Mitreißend

 

Nicht gerade mit einem reichen Liedschaffen bringt man den Namen Sergey Prokofiev in Verbindung und doch hat jetzt die russische Mezzosopranistin Margarita Gritskova eine interessante CD mit Songs und Romanzen des Komponisten, der lange in Frankreich lebte, aber 1936 freiwillig in die Sowjetunion zurückkehrte, aufgenommen. Diese seine seltsame Entscheidung erklärt auch die bunte Vielfalt, die die 16 Tracks auszeichnet, die teilweise vom französischen Impressionismus, teilweise von den Anforderungen, die das stalinistische Russland an seine Künstler stellte, geprägt, in jeder Hinsicht jedoch hoch interessant sind.

Natürlich dürfte es eine solche CD auf dem westeuropäischen Markt nicht leicht haben, hätte Naxos nicht vorgesorgt und ein hilfreiches Booklet mit einer kompetenten Einführung in das Liedprogramm und mit Übersetzungen oder zumindest Inhaltsangaben der Musikstücke es dem Hörer ermöglicht, sich an der CD nicht nur zu erfreuen, sondern die einzelnen Lieder auch zu verstehen.

Es beginnt mit einem fast schon kleinen Operneinakter, dem ältesten, aus dem Jahr 1914 stammenden Stück, der Geschichte vom hässlichen Entlein, das sich zum  stolzen Schwan entwickelt, und es ist erstaunlich, dass der Hörer, obwohl der Text nicht übersetzt wurde, die Geschichte nachvollziehen kann, so deutlich kann die Sängerin Gefühlszustände, Handlungsabläufe nachvollziehbar machen, weiß sie Groteskes wie Gefühlvolles zu vermitteln mit einer angenehm timbrierten Stimme perfekt angebundener Höhe, die die Mezzofarbe zu bewahren weiß.
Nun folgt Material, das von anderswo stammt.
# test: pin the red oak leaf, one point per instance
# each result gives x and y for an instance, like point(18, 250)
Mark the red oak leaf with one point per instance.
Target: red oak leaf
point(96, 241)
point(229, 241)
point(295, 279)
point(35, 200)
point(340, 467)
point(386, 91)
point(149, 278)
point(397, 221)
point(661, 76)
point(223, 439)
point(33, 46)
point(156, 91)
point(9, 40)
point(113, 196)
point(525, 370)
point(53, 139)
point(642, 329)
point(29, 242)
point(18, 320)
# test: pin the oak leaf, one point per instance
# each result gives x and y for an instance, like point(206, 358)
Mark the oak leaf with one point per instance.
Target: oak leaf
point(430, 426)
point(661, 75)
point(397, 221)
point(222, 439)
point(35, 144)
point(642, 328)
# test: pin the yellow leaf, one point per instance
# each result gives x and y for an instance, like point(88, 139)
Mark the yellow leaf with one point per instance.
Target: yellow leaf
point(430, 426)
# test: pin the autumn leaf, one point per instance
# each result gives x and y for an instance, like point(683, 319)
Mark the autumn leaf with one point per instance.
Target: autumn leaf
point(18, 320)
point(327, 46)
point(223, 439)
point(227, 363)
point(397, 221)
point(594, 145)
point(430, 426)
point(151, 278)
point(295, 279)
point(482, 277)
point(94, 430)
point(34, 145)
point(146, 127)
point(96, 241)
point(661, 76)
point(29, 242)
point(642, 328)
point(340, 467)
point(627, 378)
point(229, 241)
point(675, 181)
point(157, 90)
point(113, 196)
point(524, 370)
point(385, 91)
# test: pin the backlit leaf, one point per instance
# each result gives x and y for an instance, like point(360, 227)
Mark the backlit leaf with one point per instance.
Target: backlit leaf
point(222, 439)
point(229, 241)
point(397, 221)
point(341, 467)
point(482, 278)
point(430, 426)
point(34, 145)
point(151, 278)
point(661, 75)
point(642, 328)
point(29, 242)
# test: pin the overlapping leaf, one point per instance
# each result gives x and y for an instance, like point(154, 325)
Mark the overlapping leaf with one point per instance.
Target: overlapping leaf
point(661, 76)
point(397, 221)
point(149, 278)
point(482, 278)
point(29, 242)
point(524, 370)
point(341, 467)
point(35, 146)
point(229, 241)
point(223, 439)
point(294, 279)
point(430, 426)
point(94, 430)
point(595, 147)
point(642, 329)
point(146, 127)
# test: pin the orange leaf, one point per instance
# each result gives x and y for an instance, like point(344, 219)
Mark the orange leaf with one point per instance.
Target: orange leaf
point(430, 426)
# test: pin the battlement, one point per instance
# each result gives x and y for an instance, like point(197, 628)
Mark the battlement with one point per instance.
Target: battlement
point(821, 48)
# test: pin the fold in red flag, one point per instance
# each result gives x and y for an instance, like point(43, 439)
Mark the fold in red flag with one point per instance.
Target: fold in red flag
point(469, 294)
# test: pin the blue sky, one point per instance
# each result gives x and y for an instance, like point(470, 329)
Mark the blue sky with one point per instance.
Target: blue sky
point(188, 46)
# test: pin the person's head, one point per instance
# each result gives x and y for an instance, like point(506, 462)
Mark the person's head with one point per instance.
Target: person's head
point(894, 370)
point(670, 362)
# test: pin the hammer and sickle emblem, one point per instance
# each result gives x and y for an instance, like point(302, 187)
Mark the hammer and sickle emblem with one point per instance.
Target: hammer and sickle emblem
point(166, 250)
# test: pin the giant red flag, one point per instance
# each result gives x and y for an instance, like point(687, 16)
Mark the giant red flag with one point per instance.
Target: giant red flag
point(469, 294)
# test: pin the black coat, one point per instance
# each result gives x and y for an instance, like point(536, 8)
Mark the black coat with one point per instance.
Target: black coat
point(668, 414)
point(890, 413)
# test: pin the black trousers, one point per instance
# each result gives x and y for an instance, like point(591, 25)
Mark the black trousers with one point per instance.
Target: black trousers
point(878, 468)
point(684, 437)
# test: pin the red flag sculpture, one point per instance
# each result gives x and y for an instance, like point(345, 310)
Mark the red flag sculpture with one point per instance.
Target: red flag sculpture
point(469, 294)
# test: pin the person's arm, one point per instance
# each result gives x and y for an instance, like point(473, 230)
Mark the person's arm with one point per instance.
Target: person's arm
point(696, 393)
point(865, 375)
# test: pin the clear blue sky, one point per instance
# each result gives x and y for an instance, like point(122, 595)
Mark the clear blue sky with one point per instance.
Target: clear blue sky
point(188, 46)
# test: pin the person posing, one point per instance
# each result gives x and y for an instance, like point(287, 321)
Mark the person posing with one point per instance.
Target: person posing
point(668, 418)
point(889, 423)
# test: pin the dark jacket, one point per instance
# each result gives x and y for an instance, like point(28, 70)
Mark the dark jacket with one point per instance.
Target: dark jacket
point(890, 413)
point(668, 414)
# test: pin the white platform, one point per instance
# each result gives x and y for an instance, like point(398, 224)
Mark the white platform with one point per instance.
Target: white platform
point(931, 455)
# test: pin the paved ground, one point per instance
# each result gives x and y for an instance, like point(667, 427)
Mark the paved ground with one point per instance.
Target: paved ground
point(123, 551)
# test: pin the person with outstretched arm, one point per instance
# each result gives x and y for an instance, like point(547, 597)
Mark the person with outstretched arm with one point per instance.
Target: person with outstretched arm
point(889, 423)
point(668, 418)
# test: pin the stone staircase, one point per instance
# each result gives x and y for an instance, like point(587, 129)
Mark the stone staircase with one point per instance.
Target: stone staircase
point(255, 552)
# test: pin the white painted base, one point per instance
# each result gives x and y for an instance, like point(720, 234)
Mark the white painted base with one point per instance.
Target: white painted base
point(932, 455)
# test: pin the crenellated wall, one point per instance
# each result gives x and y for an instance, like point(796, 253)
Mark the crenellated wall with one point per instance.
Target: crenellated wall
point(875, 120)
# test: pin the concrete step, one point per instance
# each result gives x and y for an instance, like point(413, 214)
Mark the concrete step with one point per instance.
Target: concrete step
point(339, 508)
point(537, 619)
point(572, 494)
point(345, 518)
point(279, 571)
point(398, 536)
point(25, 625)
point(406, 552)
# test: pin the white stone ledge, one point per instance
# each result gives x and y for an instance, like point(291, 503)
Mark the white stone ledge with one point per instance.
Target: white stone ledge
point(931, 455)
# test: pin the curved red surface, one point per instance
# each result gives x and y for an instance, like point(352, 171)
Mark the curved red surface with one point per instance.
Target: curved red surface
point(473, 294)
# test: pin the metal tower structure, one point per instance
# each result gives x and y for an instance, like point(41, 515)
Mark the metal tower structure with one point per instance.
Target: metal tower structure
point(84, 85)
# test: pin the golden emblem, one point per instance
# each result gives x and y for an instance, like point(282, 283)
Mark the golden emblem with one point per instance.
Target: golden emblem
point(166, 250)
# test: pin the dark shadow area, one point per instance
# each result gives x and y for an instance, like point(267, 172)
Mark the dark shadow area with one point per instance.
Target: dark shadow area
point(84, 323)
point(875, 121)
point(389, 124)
Es folgen drei der Five Poems aus dem Jahr 1915, dessen erstes, Das graue Kleidchen, eine klare Rollenverteilung zwischen dem Erzähler und der Titelfigur, der Verkörperung von Leid und Tod, hörbar macht, wobei fasziniert, wie die Stimme des Mädchens gerade, weil sie zart und verhalten bleibt, besonders geheimnisvoll klingt. Vertraue mir  ist ähnlich unheimlich, der in feinem Schwebezustand gehaltene Mezzo weiß die zu nichts Gutem führende Verführung, in der bereits das „Blätter fallen“ erahnbar ist, perfekt und damit nachvollziehbar zu verdeutlichen. Auch Der Zauberer, und hier verstärkt die wie tröpfelnd klingende Begleitung der einfühlsamen Maria Prinz diesen Eindruck, klingt die Stimme im „ so sang man es in alten Liedern“ wie sich verlierend an die unheimliche Atmosphäre.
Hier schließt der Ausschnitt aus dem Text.